The best way to describe Mille Miglia as an experience is to say that the lack of sleep can become a complete mindfuck, and that the plans you make will most likely be changed a hundred times on the road – so relax, enjoy the ride, and take things as they come. I hoped it would be a piece of cake to get up early, drive all day, barely have time for a lunch stop – and if you stop you can forget about that traditional Italian lunch we all love, where you sit and indulge for hours while the waiter keeps bringing more food to the table. The kind of lunch I am now talking about, at best, are wrapped sandwiches – panini – from the closest bar you can find. You always get to bed late, and the next day is like a repetition of the previous day, only each day it gets more difficult to get up in the morning – on time. Of course the constant flow of adrenaline means that none of this really matters because your pulse is permanently racing with the competitors.
When we left Padua that Friday morning we were playing catch up with the convoy, driving into ghost towns where the only remaining evidence of a race were Mille Miglia signs by the road and dust clouds in the air, and the cars raced forward miles ahead of us. It wasn’t until we reached San Marino that we actually got a glimpse of some Mille Miglia cars. Never mind that it was the tail of the convoy – we were just happy to see Mille Miglia stickered cars – and from that moment on, we always had at least a few competitors close to us all the way into Rome as we slowly moved towards the front of the pack.

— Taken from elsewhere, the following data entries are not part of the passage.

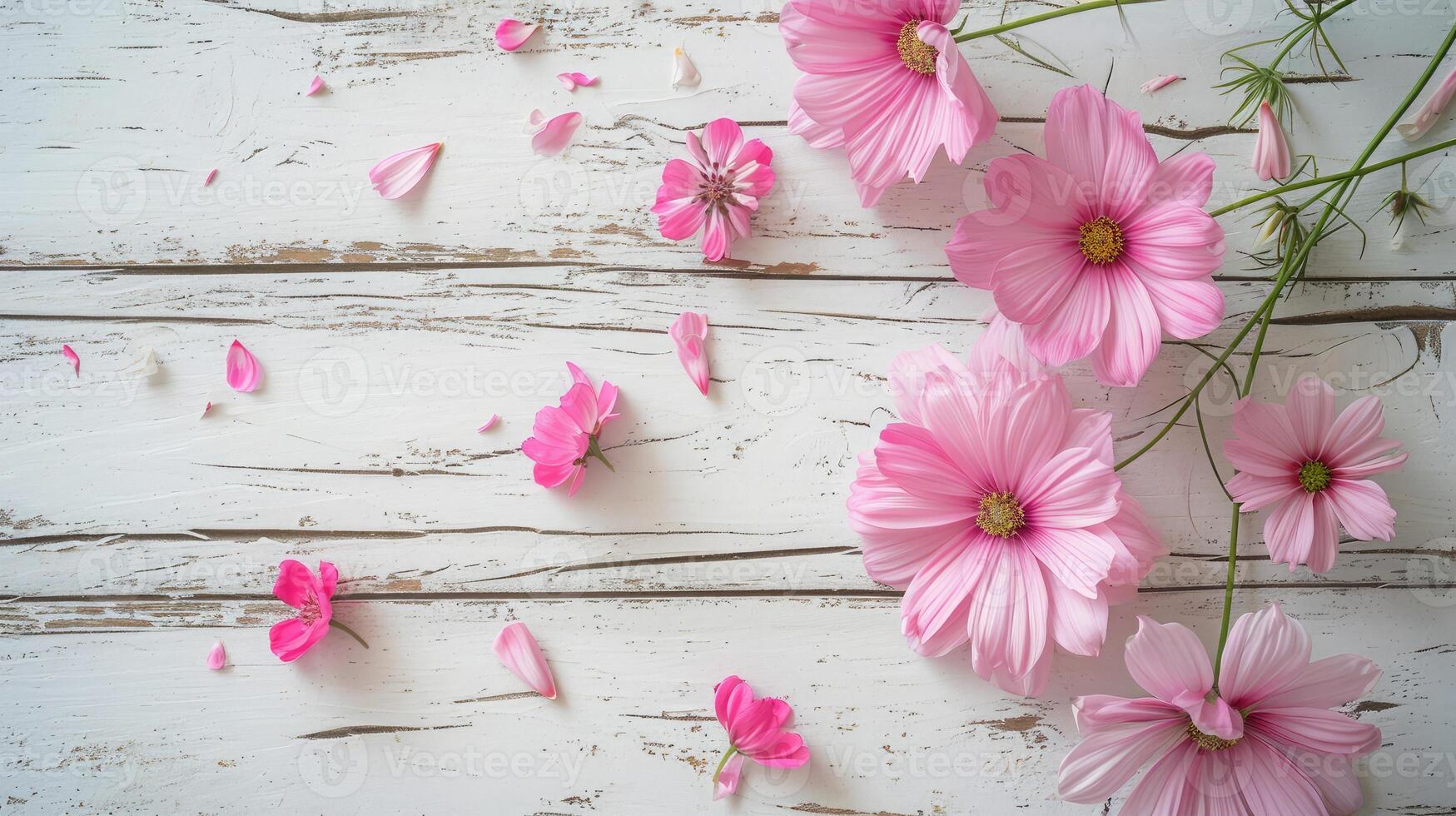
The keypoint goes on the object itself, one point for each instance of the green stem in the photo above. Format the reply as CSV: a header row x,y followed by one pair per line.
x,y
1331,178
1050,15
348,631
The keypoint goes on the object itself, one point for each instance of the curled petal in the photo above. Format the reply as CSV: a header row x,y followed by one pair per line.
x,y
72,357
243,372
571,81
513,34
520,653
400,172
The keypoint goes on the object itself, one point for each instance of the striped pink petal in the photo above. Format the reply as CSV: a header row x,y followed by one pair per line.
x,y
400,172
72,357
522,654
243,372
575,79
513,34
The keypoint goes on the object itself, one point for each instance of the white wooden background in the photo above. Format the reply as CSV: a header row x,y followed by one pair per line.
x,y
136,534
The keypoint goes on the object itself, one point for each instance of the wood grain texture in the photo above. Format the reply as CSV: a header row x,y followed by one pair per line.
x,y
134,532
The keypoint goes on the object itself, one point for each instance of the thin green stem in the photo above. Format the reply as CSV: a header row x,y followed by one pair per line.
x,y
1331,178
1050,15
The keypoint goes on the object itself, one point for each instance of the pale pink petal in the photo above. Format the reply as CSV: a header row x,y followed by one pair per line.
x,y
519,652
571,81
1417,126
400,172
555,134
689,332
513,34
243,371
72,357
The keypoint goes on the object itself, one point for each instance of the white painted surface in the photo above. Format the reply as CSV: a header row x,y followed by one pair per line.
x,y
719,544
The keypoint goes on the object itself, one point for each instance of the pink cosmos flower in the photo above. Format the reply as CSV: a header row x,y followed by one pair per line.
x,y
1265,742
1271,157
756,729
565,436
1314,468
717,192
995,505
1098,248
886,81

It was when we started to get closer to Rome that the rain began. I wish it could be described as a light summer drizzle, but the truth is that it was probably the most furious rain I have ever experienced, and if it was intimidating in a modern Porsche imagine how it felt if seated in a 30’s or even 50’s irreplaceable car that is worth tens of millions. All the wonderful scenery and breathtaking cars I had seen during the day suddenly became less important – what sticks in my mind from the second day of Mille Miglia is the brave racers. The smiles that not even the heaviest rainstorm could wipe of the drivers and co-drivers faces. The determination. The spirit.
It is one thing to say that you’ve followed the Mille Miglia in a convoy on a sunny day, but it is a completely different kind of memory you have when you have driven next to some of the world’s most expensive race cars watching them almost drift through the soaked streets in Rome at night, and you witness hundreds of amazing drivers make the finish line in some of the most challenging driving conditions a classic car driver can encounter.

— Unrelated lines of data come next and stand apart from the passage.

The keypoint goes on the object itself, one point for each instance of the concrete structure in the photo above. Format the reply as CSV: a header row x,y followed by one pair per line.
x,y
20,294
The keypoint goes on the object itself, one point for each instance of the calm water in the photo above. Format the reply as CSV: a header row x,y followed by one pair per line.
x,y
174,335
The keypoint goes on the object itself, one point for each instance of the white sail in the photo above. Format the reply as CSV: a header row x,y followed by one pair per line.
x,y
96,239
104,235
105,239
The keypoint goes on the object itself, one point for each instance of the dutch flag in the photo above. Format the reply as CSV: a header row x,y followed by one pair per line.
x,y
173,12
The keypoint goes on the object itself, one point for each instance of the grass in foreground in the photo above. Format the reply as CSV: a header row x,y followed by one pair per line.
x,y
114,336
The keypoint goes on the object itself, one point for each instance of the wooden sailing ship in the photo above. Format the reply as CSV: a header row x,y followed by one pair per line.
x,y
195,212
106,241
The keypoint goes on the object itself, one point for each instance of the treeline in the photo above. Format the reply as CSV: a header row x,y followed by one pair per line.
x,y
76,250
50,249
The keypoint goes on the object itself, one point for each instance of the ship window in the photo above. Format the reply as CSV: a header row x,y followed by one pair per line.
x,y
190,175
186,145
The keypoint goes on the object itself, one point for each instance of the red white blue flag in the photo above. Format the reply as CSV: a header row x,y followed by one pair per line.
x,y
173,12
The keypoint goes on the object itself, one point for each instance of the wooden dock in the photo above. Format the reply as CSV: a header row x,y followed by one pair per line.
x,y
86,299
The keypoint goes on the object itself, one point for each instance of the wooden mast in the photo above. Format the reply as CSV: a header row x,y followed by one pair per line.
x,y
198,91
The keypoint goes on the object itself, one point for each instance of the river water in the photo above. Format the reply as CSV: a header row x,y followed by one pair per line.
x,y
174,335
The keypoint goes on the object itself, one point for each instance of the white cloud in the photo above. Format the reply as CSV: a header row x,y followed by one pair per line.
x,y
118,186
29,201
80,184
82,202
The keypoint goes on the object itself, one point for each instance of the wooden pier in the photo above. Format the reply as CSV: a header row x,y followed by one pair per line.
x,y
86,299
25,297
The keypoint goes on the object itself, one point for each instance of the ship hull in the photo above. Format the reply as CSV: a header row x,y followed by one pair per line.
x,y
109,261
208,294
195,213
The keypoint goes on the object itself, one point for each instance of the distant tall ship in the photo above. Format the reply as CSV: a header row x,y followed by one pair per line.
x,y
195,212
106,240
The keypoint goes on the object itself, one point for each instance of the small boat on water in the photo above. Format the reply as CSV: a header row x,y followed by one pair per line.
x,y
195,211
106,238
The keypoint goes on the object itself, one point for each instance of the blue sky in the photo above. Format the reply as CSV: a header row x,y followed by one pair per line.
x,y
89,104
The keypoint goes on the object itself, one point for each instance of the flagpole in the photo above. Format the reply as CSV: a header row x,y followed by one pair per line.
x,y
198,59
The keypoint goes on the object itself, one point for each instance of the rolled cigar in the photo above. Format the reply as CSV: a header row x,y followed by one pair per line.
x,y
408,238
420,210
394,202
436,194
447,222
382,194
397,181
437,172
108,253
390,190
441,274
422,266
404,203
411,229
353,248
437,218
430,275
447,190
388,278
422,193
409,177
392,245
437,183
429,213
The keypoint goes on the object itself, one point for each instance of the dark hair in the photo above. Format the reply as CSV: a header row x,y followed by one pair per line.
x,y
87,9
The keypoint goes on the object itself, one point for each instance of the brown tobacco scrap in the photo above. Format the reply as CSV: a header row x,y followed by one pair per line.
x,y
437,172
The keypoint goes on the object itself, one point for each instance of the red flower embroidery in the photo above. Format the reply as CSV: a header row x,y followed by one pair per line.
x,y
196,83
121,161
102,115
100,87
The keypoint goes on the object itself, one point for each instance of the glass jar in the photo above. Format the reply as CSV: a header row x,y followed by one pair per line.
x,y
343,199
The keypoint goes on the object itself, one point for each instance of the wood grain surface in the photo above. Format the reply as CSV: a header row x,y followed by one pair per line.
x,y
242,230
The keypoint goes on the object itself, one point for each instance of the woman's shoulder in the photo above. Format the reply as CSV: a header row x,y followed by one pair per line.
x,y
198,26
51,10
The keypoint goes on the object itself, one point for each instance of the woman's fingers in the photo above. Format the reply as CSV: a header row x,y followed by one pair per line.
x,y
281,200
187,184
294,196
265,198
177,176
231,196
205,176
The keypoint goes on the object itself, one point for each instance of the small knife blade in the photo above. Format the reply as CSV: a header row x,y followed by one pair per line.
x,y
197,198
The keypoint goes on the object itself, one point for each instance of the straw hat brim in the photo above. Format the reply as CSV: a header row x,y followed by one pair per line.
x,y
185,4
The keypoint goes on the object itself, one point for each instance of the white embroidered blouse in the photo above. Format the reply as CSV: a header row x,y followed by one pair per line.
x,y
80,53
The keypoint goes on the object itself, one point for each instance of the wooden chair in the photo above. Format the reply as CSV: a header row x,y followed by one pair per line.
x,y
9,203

After that wet night in Rome all of them became winners in my eyes.
You will always be able to find hotels that have a 24/7 check-in. But when you are starving in Rome at 2 AM, and are on the lookout for somewhere that will serve you dinner and a nightcap, you soon realise that unless you want to join the fast food lane, it’s virtually impossible to get a decent meal at that time of night. I managed to find online the address of a place 10-minutes drive from the hotel – the gastropub Break Point. Their late opening hours gave us a glimpse of hope that we might not have to go to bed hungry. So we ordered a taxi and arrived at a small family-owned corner restaurant, that was just about to close their doors. Perhaps we looked soaked and desperate enough, because with the mamma’s permission, the sons prepared us a table and cooked their only guests late night pizzas. A slightly odd – but memorable – dining experience became even stranger when at mamma’s insistence papa drove us back to the hotel, accompanied by a steady stream of instructions from mamma in the passenger seat.
It just goes to show that you could choose to feel miserable because you end up having your dinner five hours before breakfast, or maybe choose the better option – to see the dinner hunt as one last challenge to overcome, ending up with one more great memory that will stay in your head forever.